In the letter, the group warned that cutting support for key fields of research “could have a chilling effect on scientists and young people considering a future in science.”
The group argued that social, behavioral and economic research sheds light on U.S. demographic trends, criminal behaviors, decision-making processes crucial to military and national security operations, among other things.
“Simply put, we need all scientists and scientific disciplines working -- alone and together -- to advance our knowledge base,” the group said. “Allocating federal investments competitively through scientific merit review is the very process that has led this country to be a world leader in science.”
But the past few months have been filled with setbacks for science advocates.
Earlier this month, NASA launched its final space shuttle mission after its 30-year program ended, leaving Russia’s space capsules as the sole option for astronauts heading to and from the International Space Station.
The U.S. Energy Department announced earlier this year that it was shutting down by the end of September the Tevatron, the nation’s largest particle accelerator located outside of Chicago, because the agency could no longer count on the annual $35 million to keep it running until 2014.
Late last year, the oversight board of the National Science Foundation dropped out of a planned $875-million underground science lab in South Dakota, leaving the future of the Deep Underground Science and Engineering Laboratory (DUSEL) in doubt. The National Science Board rejected requests from the lab’s designers for more money after burning through the $19 million allocated. And the board didn’t like its proposed role in the project that would have made the foundation part of a stewardship program to run the lab.
Last week, the House Appropriations Committee released its funding bill for Commerce, Justice and Science for the next fiscal year that begins Oct. 1. The bill eliminates funding for the James Webb Space Telescope, NASA’s next-generation space telescope which would be the successor to Hubble and is the space agency’s biggest post-shuttle project.
The committee says the project is billions of dollars over budget and plagued by poor management.
“This legislation includes funding for some of the most critical aspects of government,” House Appropriations Chairman Hal Rogers said in a statement. “However, given this time of fiscal crisis, it is also important that Congress make tough decisions to cut programs where necessary to give priority to programs with broad national reach that have the most benefit to the American people.”
Obama is now hoping new investments in science and technology will help create new jobs in an economy struggling to regain its footing after the worst recession in decades.
Last month, the White House launched a national effort called the Advanced Manufacturing Partnership that seeks to replaced shuttered steel mills with plants producing robotics, nanotechnology and other high-tech advances.
The $500 million initiative includes $70 million for a robotics initiative, $300 million for national security industries and $100 million for research and training to more quickly develop advanced materials at lower costs.
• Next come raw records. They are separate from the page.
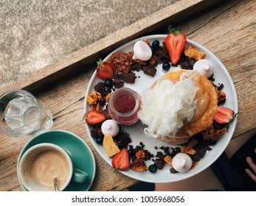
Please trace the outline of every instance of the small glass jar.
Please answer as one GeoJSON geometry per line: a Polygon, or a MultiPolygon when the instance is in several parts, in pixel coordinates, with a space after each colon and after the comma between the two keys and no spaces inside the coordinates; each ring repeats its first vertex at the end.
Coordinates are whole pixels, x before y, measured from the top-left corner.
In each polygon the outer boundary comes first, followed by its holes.
{"type": "Polygon", "coordinates": [[[122,125],[136,123],[138,112],[141,107],[141,97],[138,93],[128,88],[117,89],[108,102],[108,110],[110,116],[122,125]]]}

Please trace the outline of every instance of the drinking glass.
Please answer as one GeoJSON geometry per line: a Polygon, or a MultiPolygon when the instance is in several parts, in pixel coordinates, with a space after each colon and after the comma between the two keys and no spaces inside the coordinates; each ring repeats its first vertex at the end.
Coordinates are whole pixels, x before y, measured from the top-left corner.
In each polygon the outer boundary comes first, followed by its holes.
{"type": "Polygon", "coordinates": [[[52,125],[48,107],[30,93],[13,90],[0,96],[0,130],[13,137],[37,134],[52,125]]]}

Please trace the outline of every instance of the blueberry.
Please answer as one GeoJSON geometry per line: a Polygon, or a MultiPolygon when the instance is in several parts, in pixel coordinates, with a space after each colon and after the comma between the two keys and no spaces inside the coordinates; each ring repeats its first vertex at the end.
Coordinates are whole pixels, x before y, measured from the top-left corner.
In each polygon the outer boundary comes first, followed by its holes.
{"type": "Polygon", "coordinates": [[[101,137],[97,137],[97,138],[96,138],[96,142],[98,144],[102,144],[103,143],[103,138],[101,137]]]}
{"type": "Polygon", "coordinates": [[[152,173],[155,173],[157,171],[157,167],[155,165],[151,165],[148,167],[148,171],[152,173]]]}
{"type": "Polygon", "coordinates": [[[152,47],[153,49],[156,49],[159,46],[159,41],[156,40],[153,42],[152,42],[152,47]]]}
{"type": "Polygon", "coordinates": [[[112,86],[113,86],[113,82],[112,82],[112,81],[111,79],[105,80],[104,84],[105,84],[105,86],[108,88],[111,88],[112,86]]]}
{"type": "Polygon", "coordinates": [[[162,69],[165,71],[169,71],[170,68],[170,64],[167,62],[164,63],[164,64],[162,65],[162,69]]]}

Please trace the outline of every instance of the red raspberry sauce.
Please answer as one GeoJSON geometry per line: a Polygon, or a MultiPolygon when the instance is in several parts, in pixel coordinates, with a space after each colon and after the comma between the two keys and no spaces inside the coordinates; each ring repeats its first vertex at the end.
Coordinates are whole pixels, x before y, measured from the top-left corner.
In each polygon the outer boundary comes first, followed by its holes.
{"type": "Polygon", "coordinates": [[[135,107],[135,99],[132,95],[125,93],[120,95],[114,102],[114,107],[116,110],[120,113],[125,114],[131,112],[135,107]]]}

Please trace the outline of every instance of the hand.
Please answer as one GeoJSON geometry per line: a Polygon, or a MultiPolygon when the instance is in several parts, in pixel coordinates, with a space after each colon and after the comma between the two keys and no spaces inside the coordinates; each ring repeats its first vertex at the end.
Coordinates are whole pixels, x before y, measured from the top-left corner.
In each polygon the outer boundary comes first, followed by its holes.
{"type": "MultiPolygon", "coordinates": [[[[255,152],[256,154],[256,149],[255,150],[255,152]]],[[[246,157],[246,162],[251,167],[251,169],[254,171],[254,173],[249,168],[246,168],[246,173],[252,178],[253,181],[256,182],[256,165],[250,157],[246,157]]]]}

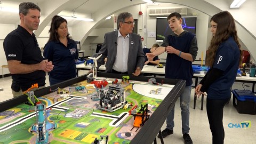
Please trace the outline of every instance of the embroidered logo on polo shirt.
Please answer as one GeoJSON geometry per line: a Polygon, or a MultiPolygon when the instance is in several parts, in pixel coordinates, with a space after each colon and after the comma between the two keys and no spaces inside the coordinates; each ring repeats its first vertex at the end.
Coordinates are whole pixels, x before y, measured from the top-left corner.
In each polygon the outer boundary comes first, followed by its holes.
{"type": "Polygon", "coordinates": [[[73,54],[76,53],[76,48],[70,49],[69,51],[70,51],[71,54],[73,54]]]}
{"type": "Polygon", "coordinates": [[[16,54],[8,54],[8,57],[16,57],[16,54]]]}
{"type": "Polygon", "coordinates": [[[222,56],[221,55],[219,55],[219,59],[218,60],[218,62],[217,62],[217,65],[219,64],[219,62],[220,62],[220,61],[221,61],[222,60],[222,56]]]}

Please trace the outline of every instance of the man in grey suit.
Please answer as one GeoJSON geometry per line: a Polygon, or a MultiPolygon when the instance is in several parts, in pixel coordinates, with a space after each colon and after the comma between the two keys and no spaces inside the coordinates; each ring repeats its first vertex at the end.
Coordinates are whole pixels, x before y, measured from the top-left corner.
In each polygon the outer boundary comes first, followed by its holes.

Some of the $500 million would come from existing allocations to government agencies, but other money would require approval by Congress, where the Republican-controlled House is more focused on cutting spending than approving new government initiatives.
The President’s Council of Advisors on Science and Technology hatched the idea for the initiative and warned in a report last month that U.S. leadership in manufacturing is at risk.
It said the United States has been losing research and development associated with manufacturing to other countries. Most importantly, the council noted, the United states is losing the manufacturing competition for products that were invented in the U.S., including laptop computers, flat panel displays and lithium ion batteries.